When you’re 15, anything can happen to you — and Mia’s clearly on that precipice. Teenage pregnancy and/or rape are more likely in her precarious world than education or another path to mobility. When she looks at her improbably blonde, half-dressed, alcoholic mother, we know a lot of the venom between them results from the fact that they both know Mia might follow that path too. That’s why her hip-hop dancing is so evocative. It might be private, almost secret, but it gives her power and control over her lanky 15-year-old limbs. Yet being a good dancer gives you no marketable skill. “You dance like a Black,” Connor tells her when he catches her dancing in their miserable little kitchen, she in her pyjamas and he shirtless, unknown. “It’s a compliment,” he clarifies, creating a little bit of confidentiality between them. She scowls, flattered and invaded and attracted. Could dancing be a way out for her? Is she still dancing for herself, or is she dancing for him? When Connor plays Bobby Womack’s haunting, 1960s mellow soul cover of “California Dreamin’,” it means too much to Mia — it becomes their song.

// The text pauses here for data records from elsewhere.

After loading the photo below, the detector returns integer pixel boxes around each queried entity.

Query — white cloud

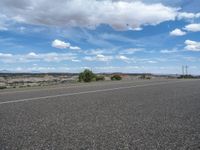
[93,66,141,73]
[170,28,186,36]
[131,27,143,31]
[178,12,200,19]
[0,53,13,63]
[96,54,113,62]
[1,0,200,32]
[184,40,200,51]
[184,24,200,32]
[28,52,38,57]
[93,66,183,74]
[69,46,81,50]
[83,56,95,61]
[72,59,81,62]
[52,39,81,50]
[0,53,13,57]
[84,54,113,62]
[84,49,115,55]
[147,60,157,64]
[52,39,70,49]
[119,48,143,54]
[160,49,178,54]
[0,0,178,31]
[8,66,73,73]
[0,52,78,63]
[116,55,130,63]
[0,14,8,31]
[117,55,129,60]
[0,24,8,31]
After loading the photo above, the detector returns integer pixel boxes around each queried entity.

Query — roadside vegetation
[110,74,122,81]
[0,73,77,89]
[78,69,96,82]
[78,70,123,82]
[139,74,151,80]
[178,75,196,79]
[78,69,127,82]
[78,69,106,82]
[95,75,105,81]
[0,86,7,89]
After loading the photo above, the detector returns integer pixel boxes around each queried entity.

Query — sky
[0,0,200,74]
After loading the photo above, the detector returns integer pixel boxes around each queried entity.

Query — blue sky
[0,0,200,74]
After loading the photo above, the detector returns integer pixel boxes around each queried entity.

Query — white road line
[0,80,188,105]
[0,80,168,95]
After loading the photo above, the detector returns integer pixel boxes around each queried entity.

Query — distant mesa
[0,70,10,73]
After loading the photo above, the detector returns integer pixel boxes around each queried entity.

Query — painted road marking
[0,80,193,105]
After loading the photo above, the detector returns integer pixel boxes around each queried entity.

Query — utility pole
[182,65,185,76]
[185,65,188,75]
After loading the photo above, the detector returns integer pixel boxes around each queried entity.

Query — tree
[78,69,96,82]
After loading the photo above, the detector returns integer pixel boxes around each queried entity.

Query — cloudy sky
[0,0,200,74]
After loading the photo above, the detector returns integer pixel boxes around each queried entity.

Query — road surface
[0,79,200,149]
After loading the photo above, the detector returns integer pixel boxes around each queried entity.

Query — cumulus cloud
[0,0,179,31]
[52,39,70,49]
[178,12,200,19]
[184,24,200,32]
[184,40,200,51]
[170,28,186,36]
[52,39,81,50]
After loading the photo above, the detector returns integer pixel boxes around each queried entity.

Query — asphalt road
[0,79,200,150]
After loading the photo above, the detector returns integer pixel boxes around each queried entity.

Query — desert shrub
[95,75,105,81]
[78,69,96,82]
[178,75,194,79]
[139,74,146,79]
[145,77,151,80]
[0,86,7,89]
[139,74,151,80]
[111,74,122,80]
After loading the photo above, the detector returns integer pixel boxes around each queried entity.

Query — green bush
[96,75,105,81]
[78,69,96,82]
[111,74,122,80]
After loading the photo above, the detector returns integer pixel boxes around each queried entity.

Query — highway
[0,79,200,149]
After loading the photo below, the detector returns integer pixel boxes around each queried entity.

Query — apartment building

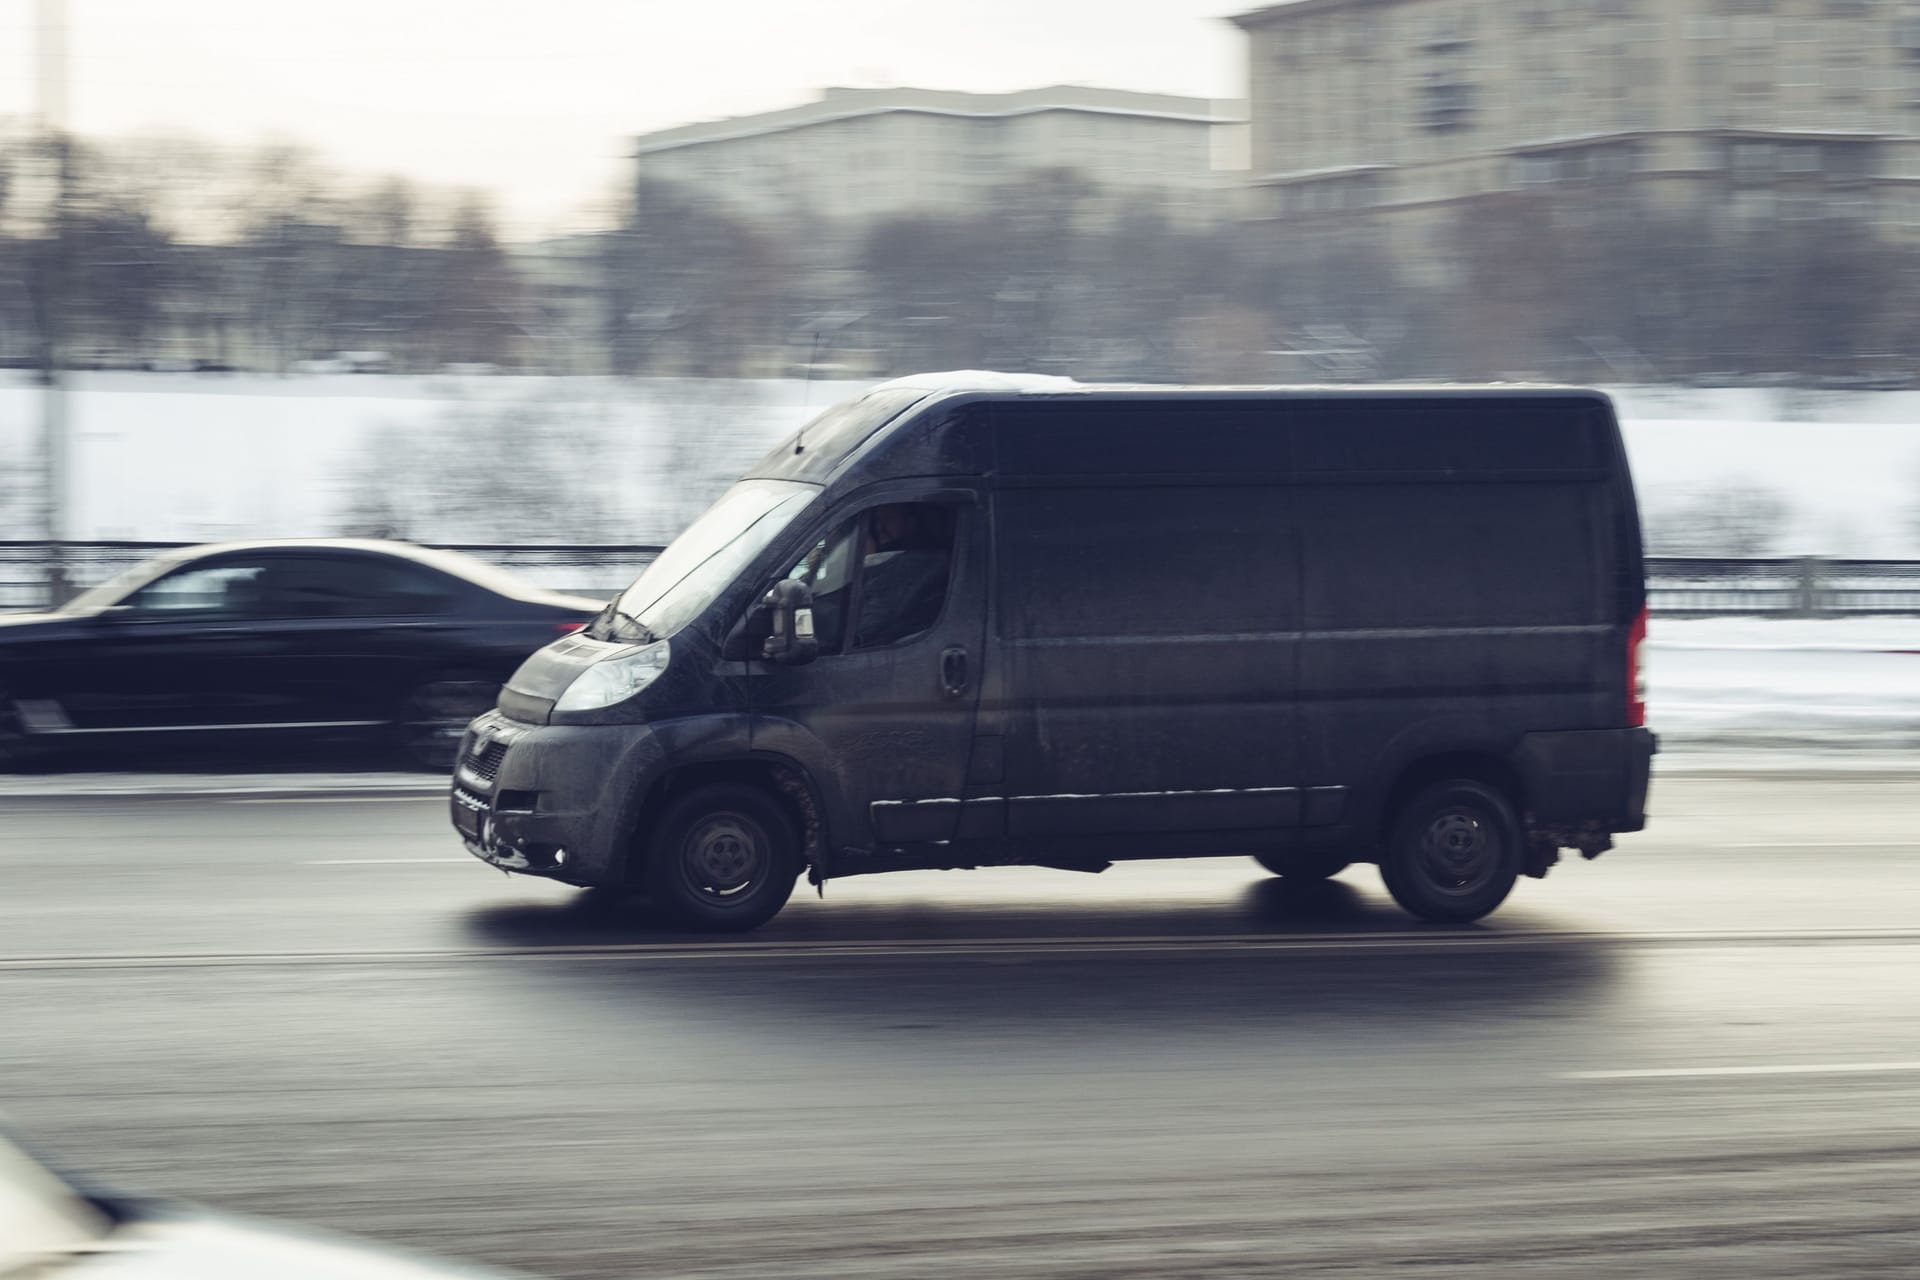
[632,85,1246,226]
[1233,0,1920,245]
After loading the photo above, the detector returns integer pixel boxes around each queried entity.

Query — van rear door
[1291,395,1627,827]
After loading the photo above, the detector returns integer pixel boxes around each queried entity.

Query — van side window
[853,504,954,649]
[784,503,956,654]
[786,519,862,653]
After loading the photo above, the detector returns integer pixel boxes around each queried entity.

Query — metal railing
[1647,557,1920,617]
[5,543,1920,617]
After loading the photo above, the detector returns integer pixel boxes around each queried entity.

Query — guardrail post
[1795,556,1823,619]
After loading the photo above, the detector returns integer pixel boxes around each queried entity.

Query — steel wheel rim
[680,812,770,906]
[1416,806,1500,898]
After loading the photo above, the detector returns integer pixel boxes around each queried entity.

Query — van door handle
[939,646,969,698]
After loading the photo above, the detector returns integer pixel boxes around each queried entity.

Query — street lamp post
[36,0,71,608]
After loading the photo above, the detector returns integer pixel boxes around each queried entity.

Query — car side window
[126,563,271,616]
[269,557,455,618]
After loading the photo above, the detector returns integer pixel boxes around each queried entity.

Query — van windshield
[598,480,816,642]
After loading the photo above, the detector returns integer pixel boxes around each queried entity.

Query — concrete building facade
[632,85,1247,226]
[1233,0,1920,247]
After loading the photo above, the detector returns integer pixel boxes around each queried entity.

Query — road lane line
[1566,1062,1920,1081]
[230,796,437,805]
[303,858,471,865]
[1717,840,1914,849]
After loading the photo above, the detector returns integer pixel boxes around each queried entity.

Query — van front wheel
[644,784,801,932]
[1380,780,1521,924]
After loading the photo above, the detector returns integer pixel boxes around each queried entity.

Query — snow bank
[3,374,1920,554]
[1650,619,1920,752]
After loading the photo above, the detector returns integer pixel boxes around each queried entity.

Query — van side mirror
[759,580,818,666]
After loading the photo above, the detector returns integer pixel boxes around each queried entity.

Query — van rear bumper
[1512,727,1656,835]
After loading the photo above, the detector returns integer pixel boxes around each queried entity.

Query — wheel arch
[623,753,831,885]
[1377,751,1527,843]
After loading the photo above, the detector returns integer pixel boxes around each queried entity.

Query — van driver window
[853,504,954,649]
[785,503,955,654]
[786,518,861,653]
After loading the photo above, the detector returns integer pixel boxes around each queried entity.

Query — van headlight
[553,640,671,712]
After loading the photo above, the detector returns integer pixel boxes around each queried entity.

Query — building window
[1780,192,1821,221]
[1781,145,1821,172]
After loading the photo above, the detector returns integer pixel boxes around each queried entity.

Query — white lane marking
[1566,1062,1920,1081]
[230,796,437,806]
[303,858,470,865]
[1718,840,1913,849]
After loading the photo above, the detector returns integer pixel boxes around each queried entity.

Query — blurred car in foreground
[2,1130,520,1278]
[0,540,602,770]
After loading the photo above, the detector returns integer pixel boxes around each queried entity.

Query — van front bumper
[449,710,665,886]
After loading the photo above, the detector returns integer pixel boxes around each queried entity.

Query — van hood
[498,631,640,724]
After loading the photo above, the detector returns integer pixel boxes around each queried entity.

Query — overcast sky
[0,0,1251,237]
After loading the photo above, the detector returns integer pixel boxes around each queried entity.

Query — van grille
[465,740,507,784]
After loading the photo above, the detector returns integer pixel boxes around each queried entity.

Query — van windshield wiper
[599,606,657,644]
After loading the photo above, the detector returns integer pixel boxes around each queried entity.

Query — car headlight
[553,640,671,712]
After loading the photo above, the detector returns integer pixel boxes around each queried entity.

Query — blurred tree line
[0,133,526,373]
[1,123,1913,385]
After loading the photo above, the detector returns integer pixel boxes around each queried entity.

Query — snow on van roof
[872,371,1085,395]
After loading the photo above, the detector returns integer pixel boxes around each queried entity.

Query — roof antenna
[795,325,825,455]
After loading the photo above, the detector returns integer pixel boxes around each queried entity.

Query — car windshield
[599,479,816,642]
[59,552,194,614]
[0,1137,112,1273]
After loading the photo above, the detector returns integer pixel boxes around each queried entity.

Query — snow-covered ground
[0,373,876,544]
[1651,618,1920,752]
[3,373,1920,553]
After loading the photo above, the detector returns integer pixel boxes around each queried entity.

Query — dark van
[452,375,1654,930]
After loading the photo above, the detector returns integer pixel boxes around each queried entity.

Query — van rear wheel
[1252,851,1350,880]
[644,784,801,932]
[1380,779,1522,924]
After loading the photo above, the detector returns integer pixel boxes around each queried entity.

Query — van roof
[872,371,1609,403]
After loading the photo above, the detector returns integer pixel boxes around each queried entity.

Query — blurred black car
[0,540,602,770]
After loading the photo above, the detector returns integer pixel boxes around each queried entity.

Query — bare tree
[1647,483,1792,558]
[640,379,776,538]
[334,389,623,543]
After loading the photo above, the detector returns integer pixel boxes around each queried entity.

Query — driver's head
[868,504,916,553]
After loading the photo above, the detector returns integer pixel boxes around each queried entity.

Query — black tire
[643,784,802,932]
[1252,851,1351,880]
[0,683,25,769]
[396,677,499,771]
[1379,779,1522,924]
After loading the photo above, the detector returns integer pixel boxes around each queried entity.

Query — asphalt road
[5,767,1920,1277]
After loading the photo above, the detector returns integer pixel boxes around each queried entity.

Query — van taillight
[555,622,586,634]
[1627,605,1648,727]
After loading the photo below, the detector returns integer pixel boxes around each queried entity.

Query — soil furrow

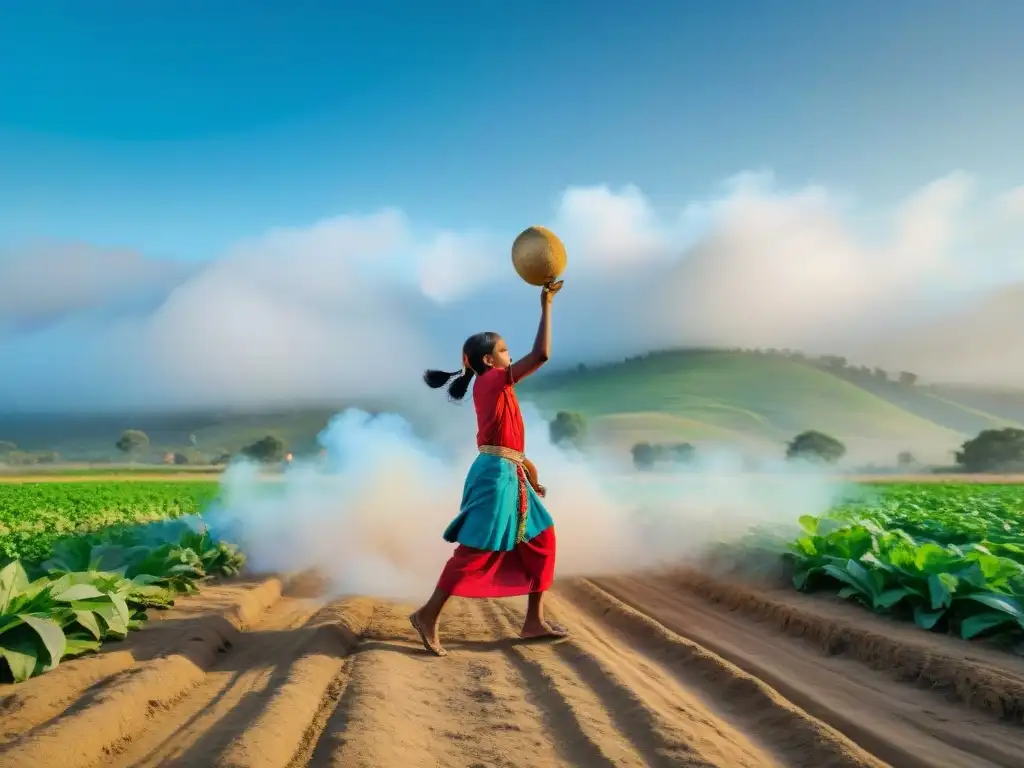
[4,571,1021,767]
[666,568,1024,721]
[104,596,325,767]
[310,598,570,768]
[215,597,375,768]
[0,578,284,768]
[557,579,885,768]
[476,599,637,767]
[592,574,1024,768]
[493,595,788,767]
[0,577,283,745]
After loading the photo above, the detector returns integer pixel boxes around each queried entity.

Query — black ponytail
[423,369,458,389]
[422,368,475,401]
[446,369,474,400]
[423,330,500,403]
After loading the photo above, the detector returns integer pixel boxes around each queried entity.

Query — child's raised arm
[509,281,562,383]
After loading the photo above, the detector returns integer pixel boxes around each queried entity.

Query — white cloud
[415,230,498,303]
[1,170,1023,410]
[0,243,192,331]
[893,171,973,258]
[553,184,671,269]
[997,186,1024,219]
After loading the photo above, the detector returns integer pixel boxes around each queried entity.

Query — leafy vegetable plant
[0,504,244,682]
[788,485,1024,645]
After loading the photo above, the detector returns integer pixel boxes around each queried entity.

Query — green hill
[518,350,968,458]
[807,366,1021,435]
[4,349,1024,465]
[930,385,1024,426]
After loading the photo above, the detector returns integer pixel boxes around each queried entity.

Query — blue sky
[3,1,1022,261]
[2,1,1024,411]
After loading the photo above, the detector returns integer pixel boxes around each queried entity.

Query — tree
[115,429,149,459]
[34,450,59,464]
[898,371,919,386]
[785,430,846,464]
[2,450,37,466]
[955,428,1024,472]
[819,355,848,370]
[241,435,287,463]
[668,442,696,464]
[897,450,916,468]
[631,442,657,471]
[548,411,587,449]
[167,447,205,465]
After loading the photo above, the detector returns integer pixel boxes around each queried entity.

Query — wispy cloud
[1,170,1022,411]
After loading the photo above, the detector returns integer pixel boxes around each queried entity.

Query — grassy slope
[5,350,1023,462]
[518,351,965,453]
[931,385,1024,426]
[818,369,1020,435]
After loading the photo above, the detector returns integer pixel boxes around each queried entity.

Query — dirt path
[594,575,1024,768]
[2,574,1023,768]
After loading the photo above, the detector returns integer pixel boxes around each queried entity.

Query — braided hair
[423,331,500,401]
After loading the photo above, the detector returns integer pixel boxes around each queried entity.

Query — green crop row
[1,519,244,683]
[788,484,1024,646]
[0,482,219,562]
[0,481,244,683]
[828,484,1024,548]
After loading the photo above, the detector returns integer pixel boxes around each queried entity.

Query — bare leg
[410,588,450,656]
[525,590,546,627]
[520,591,569,639]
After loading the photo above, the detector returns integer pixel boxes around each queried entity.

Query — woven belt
[479,445,525,464]
[479,445,530,543]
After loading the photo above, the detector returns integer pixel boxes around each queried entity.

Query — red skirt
[437,526,557,598]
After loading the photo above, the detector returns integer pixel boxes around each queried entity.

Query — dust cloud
[206,405,844,600]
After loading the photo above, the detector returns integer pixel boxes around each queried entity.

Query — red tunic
[435,364,557,598]
[473,366,524,451]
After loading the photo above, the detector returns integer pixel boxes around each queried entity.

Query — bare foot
[409,612,448,657]
[519,620,569,640]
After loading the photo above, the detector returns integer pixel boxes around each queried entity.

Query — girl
[409,281,568,657]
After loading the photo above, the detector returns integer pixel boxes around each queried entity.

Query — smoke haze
[3,170,1024,413]
[207,407,845,599]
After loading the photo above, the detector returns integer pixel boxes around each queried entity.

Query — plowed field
[2,572,1023,768]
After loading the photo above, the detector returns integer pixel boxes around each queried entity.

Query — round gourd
[511,226,567,286]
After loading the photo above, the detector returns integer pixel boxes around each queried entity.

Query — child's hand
[541,281,563,304]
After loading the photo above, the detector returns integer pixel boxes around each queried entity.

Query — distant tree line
[732,349,922,387]
[110,419,1024,475]
[0,441,59,466]
[551,346,925,391]
[631,442,696,471]
[105,429,292,467]
[779,427,1024,473]
[808,353,920,386]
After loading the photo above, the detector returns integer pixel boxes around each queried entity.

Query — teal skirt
[442,453,554,552]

Americans don’t like to watch films about the poor, proclaiming them “depressing,” yet these stories are so real that it seems Katie Jarvis herself is living this life. She had no acting experience when she was discovered for this part fighting with her boyfriend on a train platform. She’d already left school without a diploma, was unemployed, and learned all the dance moves during the filming, giving them a sweet uncertainty. By the time the film was screened at Cannes (where it won the Jury Prize, the first of many awards and nominations for the film) Jarvis was pregnant, limiting her capacity to take more roles.

When she was interviewed by UK’s The Guardian Jarvis explained her life with telling caution and honesty: “Whereas before I was doing nothing all the time [the film] made me learn that I could do things if I wanted to do it. It was hard, but it was fun and rewarding. Now I want to make the most of it. It shows that you don’t have to go to drama school to get into it, but I think I was one of a kind, I don’t think anyone else will get picked off a train station.”

Whether or not she gets more parts, she’s extraordinary in this film, which is easily in my Top Five of last year (it was released in a very limited way in the US in 2010) and one of my favorites of the whole decade. It’s so much better than An Education, which I really liked (see here for A. O. Scott’s reasons for agreeing with this point), and probably even better than Winter’s Bone which I keep singing about. I keep this blog for the hope of seeing films like this and spreading the news about them. It’s streaming on Netflix now — watch it and feel this filmmaker’s amazing vision of what it means to look through the eyes of a 15-year-old. And let’s keep watching for more from Andrea Arnold and Katie Jarvis.